It is truly bizarre living in the time that we do. We are surrounded and enriched by the fruits of science, and yet science seems to be degradated, ignored, and even demonized. One wonders why this very same people, willing to ignore what science says about vaccines, start questioning the smart phone they use to post their conspiracy theory. Living in this era means always having these issues on your mind, and wondering what can be done to reduce the damage of this other half of society.
John Allen Paulos has a pretty simple thesis with Innumeracy – the inability to understand basic mathematical concepts and relationships is a massive determent to our society, and many of the worst beliefs of the people in our society can be chalked up to an inability to understand these very simple mathematical concepts. He offers up mathematics as a counter-argument to many pseudo-scientific and pseudo-historical beliefs, and goes through the work of proving why this is the case. More than anything else, this is a book about skepticism.
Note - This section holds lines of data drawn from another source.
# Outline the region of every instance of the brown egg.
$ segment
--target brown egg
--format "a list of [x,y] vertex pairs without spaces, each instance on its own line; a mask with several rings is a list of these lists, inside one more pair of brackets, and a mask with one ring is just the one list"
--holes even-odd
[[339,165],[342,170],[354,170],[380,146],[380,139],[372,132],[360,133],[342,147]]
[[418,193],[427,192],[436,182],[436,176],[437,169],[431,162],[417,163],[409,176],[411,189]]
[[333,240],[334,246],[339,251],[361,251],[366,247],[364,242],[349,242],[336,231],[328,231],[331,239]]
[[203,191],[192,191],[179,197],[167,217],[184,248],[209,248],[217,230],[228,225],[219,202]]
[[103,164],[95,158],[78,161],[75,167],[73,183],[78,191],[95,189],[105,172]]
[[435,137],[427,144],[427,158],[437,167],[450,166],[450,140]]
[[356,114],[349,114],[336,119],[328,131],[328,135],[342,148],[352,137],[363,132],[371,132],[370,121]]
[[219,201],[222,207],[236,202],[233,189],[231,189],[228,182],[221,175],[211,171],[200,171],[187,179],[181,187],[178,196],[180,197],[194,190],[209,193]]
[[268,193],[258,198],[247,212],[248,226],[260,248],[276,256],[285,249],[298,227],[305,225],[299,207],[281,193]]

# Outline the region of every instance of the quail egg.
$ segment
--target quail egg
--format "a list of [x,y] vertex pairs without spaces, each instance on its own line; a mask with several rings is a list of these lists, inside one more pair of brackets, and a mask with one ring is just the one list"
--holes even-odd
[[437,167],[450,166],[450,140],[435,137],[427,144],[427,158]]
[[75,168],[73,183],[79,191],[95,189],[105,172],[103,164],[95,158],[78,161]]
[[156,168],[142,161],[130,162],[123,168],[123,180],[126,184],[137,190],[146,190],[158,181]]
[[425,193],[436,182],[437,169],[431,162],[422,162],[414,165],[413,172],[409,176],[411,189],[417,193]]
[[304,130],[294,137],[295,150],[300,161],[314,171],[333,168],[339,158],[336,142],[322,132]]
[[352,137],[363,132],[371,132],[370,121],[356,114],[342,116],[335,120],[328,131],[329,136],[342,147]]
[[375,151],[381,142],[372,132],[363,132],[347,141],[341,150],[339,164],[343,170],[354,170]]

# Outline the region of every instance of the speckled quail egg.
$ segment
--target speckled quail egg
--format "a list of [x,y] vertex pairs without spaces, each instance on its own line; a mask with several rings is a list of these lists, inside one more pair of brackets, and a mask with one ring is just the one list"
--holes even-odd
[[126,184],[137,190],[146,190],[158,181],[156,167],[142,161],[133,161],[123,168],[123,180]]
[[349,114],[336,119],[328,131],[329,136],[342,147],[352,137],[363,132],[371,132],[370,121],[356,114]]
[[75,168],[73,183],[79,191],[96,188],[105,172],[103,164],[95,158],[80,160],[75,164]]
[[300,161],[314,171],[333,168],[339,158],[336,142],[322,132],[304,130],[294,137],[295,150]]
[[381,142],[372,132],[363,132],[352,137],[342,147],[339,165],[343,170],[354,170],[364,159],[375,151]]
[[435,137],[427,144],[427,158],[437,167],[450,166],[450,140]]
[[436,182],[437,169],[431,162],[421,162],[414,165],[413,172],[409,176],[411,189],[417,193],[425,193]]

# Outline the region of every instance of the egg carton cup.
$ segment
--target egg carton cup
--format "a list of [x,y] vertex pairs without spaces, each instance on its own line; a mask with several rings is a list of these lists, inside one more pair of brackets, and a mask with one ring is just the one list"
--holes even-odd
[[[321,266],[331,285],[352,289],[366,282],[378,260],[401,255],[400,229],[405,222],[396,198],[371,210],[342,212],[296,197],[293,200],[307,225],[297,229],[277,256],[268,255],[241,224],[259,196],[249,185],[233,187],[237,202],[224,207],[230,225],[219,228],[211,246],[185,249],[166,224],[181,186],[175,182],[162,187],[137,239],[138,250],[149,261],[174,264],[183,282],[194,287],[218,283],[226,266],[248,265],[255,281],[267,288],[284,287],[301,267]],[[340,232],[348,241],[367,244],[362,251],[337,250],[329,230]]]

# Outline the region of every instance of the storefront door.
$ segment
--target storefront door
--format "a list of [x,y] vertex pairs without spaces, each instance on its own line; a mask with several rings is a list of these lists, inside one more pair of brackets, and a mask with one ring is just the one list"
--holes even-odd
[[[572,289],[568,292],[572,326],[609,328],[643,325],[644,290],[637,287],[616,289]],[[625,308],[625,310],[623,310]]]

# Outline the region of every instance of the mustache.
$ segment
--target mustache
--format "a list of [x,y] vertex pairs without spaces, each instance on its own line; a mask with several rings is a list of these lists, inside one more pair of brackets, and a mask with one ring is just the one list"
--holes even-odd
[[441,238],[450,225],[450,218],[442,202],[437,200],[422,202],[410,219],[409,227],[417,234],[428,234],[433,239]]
I am trying to remember how I felt about math when I was a kid. I think my experience wasn’t unique in thinking that math was a little to abstract and pointless. I couldn’t see how any of what we were learning would ever help us in our everyday life. After all, we had calculators even back then. The idea that if we lost all our calculators we would need to know how to do math in our heads again is a bit ridiculous. If all our technology were to stop working we would have much more massive problems that likely have nothing to do with math – like figuring out where to find potable water.
It reminds me of a conversation I had with a computer science teacher back in high school. he was helping me to print a massive rendering of a complicated piece of engineering I had made in 3D. He took one look at the parabolic reflection of an object on a chrome cylinder, and spoke for a minute about the math that the computer did to render it. He then said that if we lost all our computers, it would be a long time before we got back to this level of calculation again.
So that does bring us to the one thing the book is lacking – how to make math accessible and easier for the average person. I have sense learned a few of the heuristics that people who do math for a living actually use, and this has improved my life dramatically when I need to find what to numbers multiplied is. I have also found it to be faster than go for my computer’s calculator. I would imagine that a mathematician would have many of those things at hand, and it is a bit of a shame that they weren’t included here.